I did and it did. I mean, I wasn’t too sure about how it tasted, but it definitely sounded different. Well, may be better too. In a whacked-out sort of way. Sanjay Malhotra, the much-awarded fashion designer is also the director of ‘Indja’, a gay travel boutique. I had asked Sanjay whether the ‘j’ in his ‘Indja’ was a gimmick. Besides the taste thing, “adding a ‘pink’ to the company name would have been a cliché,” feels Sanjay. ‘Pink’ might be cliché, still gay-friendly travel companies like Pink Escapes and Pink Vibgyor which are just over a year old are witnessing business growth in double digits.

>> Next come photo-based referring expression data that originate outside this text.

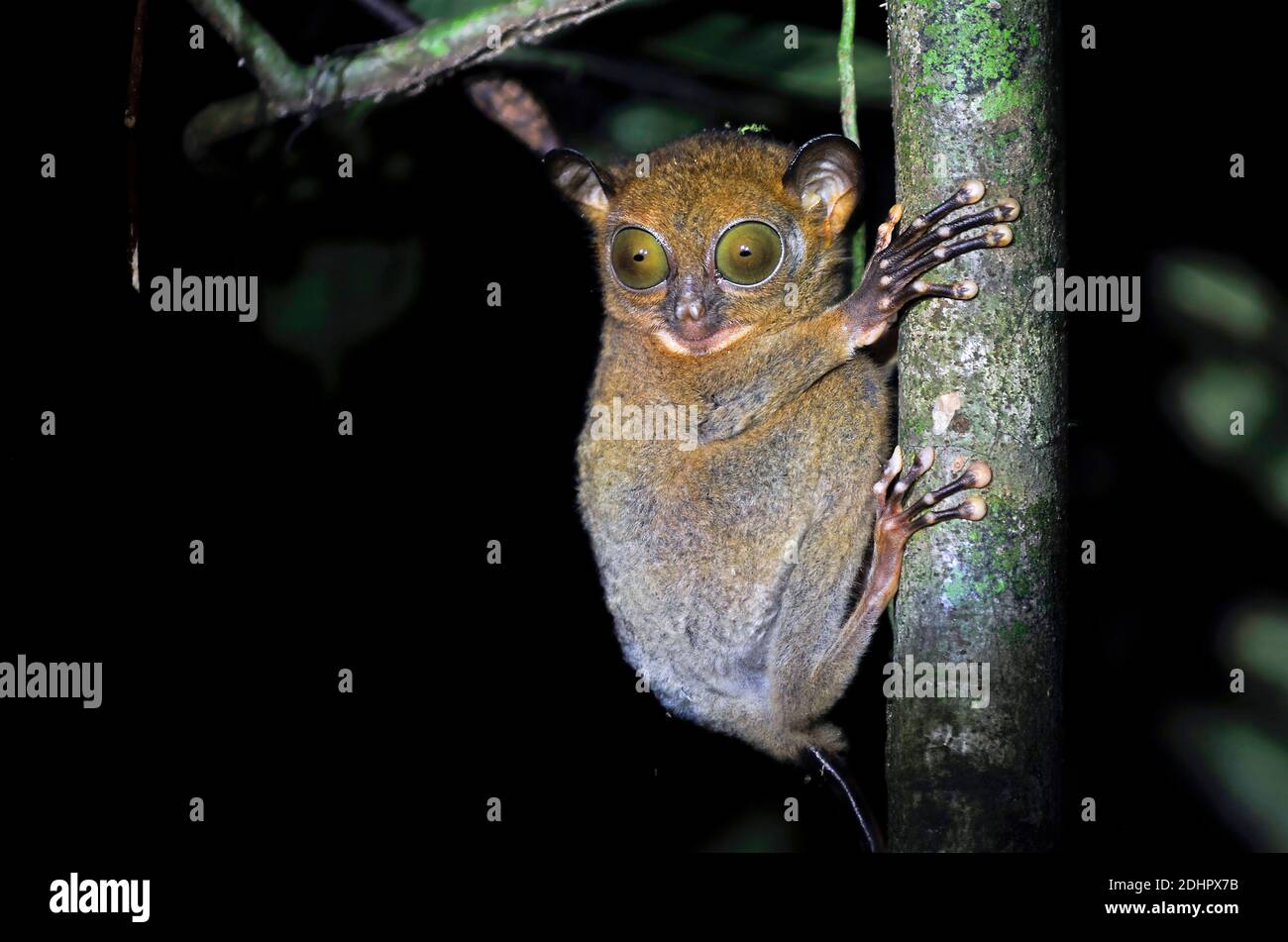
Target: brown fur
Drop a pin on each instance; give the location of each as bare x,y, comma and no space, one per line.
730,568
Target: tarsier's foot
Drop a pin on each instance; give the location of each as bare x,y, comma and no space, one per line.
898,517
893,276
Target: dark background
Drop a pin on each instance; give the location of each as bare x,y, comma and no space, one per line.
369,552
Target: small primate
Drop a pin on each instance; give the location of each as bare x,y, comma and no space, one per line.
730,565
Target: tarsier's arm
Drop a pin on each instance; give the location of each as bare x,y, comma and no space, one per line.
798,357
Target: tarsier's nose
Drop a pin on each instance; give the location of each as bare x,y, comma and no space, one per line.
690,309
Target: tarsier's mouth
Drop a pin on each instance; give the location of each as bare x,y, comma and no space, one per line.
695,339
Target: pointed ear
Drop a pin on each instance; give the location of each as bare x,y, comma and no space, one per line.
576,177
825,174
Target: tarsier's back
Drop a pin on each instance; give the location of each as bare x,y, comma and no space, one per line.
733,437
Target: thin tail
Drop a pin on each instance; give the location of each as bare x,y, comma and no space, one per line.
832,769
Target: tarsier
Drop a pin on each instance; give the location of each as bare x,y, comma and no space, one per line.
730,568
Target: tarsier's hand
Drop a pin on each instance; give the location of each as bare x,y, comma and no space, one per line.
894,274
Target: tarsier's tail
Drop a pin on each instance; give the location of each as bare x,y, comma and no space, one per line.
837,777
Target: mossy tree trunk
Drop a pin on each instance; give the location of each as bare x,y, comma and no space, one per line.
977,94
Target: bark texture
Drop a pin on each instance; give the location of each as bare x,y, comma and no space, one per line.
977,94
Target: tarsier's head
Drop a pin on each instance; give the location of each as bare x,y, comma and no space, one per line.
716,236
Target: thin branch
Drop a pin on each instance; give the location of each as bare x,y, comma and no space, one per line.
850,124
400,64
132,158
845,65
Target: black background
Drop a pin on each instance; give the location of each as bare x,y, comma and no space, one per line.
368,552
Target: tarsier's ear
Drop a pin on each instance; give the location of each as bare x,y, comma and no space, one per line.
578,179
825,174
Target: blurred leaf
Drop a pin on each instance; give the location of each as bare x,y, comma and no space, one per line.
1207,392
1220,292
343,293
643,125
1258,644
734,47
1243,770
1279,481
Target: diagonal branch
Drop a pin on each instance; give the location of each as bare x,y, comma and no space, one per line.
400,64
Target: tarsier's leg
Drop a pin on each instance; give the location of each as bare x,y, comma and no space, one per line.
893,276
897,520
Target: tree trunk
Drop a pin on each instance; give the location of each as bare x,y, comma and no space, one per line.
977,94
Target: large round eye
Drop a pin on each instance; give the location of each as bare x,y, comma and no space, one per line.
748,253
639,259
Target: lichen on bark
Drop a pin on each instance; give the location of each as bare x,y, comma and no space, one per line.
977,95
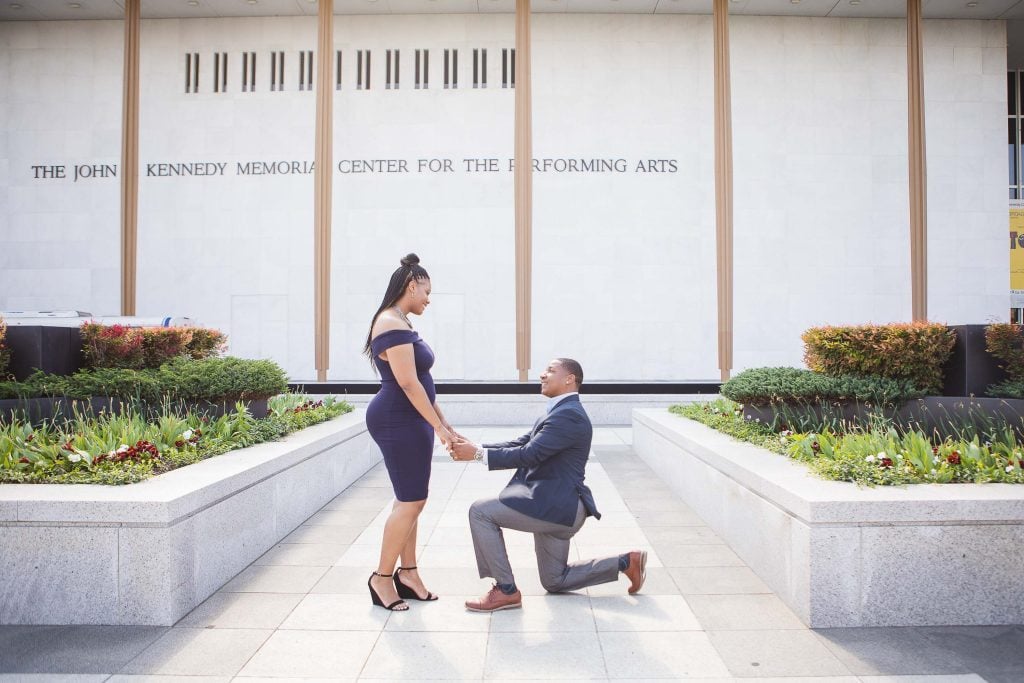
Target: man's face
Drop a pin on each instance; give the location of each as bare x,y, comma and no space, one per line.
555,380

It all started in July 2009 when a New Delhi High Court repealed Section 377 which criminalised homosexual activity; a draconian 148-year-old colonial British law which proscribed homosexual intercourse as ‘carnal intercourse against the order of nature’. The long-awaited verdict summed up with a ‘...it is the recognition of equality which will foster dignity in every individual.’ A landmark victory for the LGBT (lesbian, gay, bisexual, transgender) community in the country, the decriminalisation also accorded the community their own identity and eventual courage to be themselves in public. There would be no more hovering in shadows nor, pardon the cliché, hiding in closets. There would be no more hounding or harassment by moralists, political hooligans (save Mumbai) or zealot cops. The new dawn was marked by rainbow parades and gay pride marches all over the country. Tourism industry also opened its eyes to the ‘pink dollar’.
“The LGBT community has more disposable income as most community members have less family commitments,” says Bhuvan Mehta who owns Pink Escapes. “They are also the ones who travel and spend a lot compared to others.” The potential of the ‘pink dollar’ was industrialised with the capital hosting the first edition of Asian Symposium on Gay and Lesbian Tourism in 2011. Not only travel agents, hotel owners and gay tour operators, but the event also witnessed participation by prominent members of the gay community – present to put forth their expectations while travelling by presenting the problems they faced while doing so. “It was an eye-opener on all levels, a stupendous learning experience for everyone,” he says.
“There can be no overnight end to the problems, or prevalent situations where gays are regarded more as queers,” says Sanjay. Though we are the liberal Land of the Kamasutra, we as a people are not exactly above frowning, even jeering at adult males holding hands in public. “The transition in our attitude towards various sexualities can be brought about only gradually.” Indja has devised a programme called ‘Pinkperfect’ – a special training programme for hotel staffs on how to treat an LGBT traveller. Right from not looking amused or scandalised, not even staring at a little PDA, the programme lays huge emphasis on gallant and chivalrous behaviour. Currently imparted in the participating hotels in and around Delhi, it will soon be taken to partner hotels in metros all over India. With the house in order – or on the way – we can now move to the bigger picture of travel.
‘One size doesn’t fit all’ says Outjourneys about their customised tours. Individual or in groups, tell them the number of days and the places you want to visit, hint your budget and they promise to revert with the best experiential itinerary. Apart from the usual sights, all the travel companies also promise that extra – in most cases, an experiential angle. Pink Escapes gives you the option of attending an Indian wedding as well as an evening cuppa over talks with a prominent historian where you are privy to gleaned information on the country’s rich and varied past. “Another ‘delightful pink experience’,” as Bhuvan puts it, “is meeting exceptionally talented people from the LGBT community and spending time with them.” The capital abounds in singers and painters, designers and musicians from the community. “Not just acquaintances, but such meetings have also been instrumental in forming lifelong friendships,” Bhuvan assures.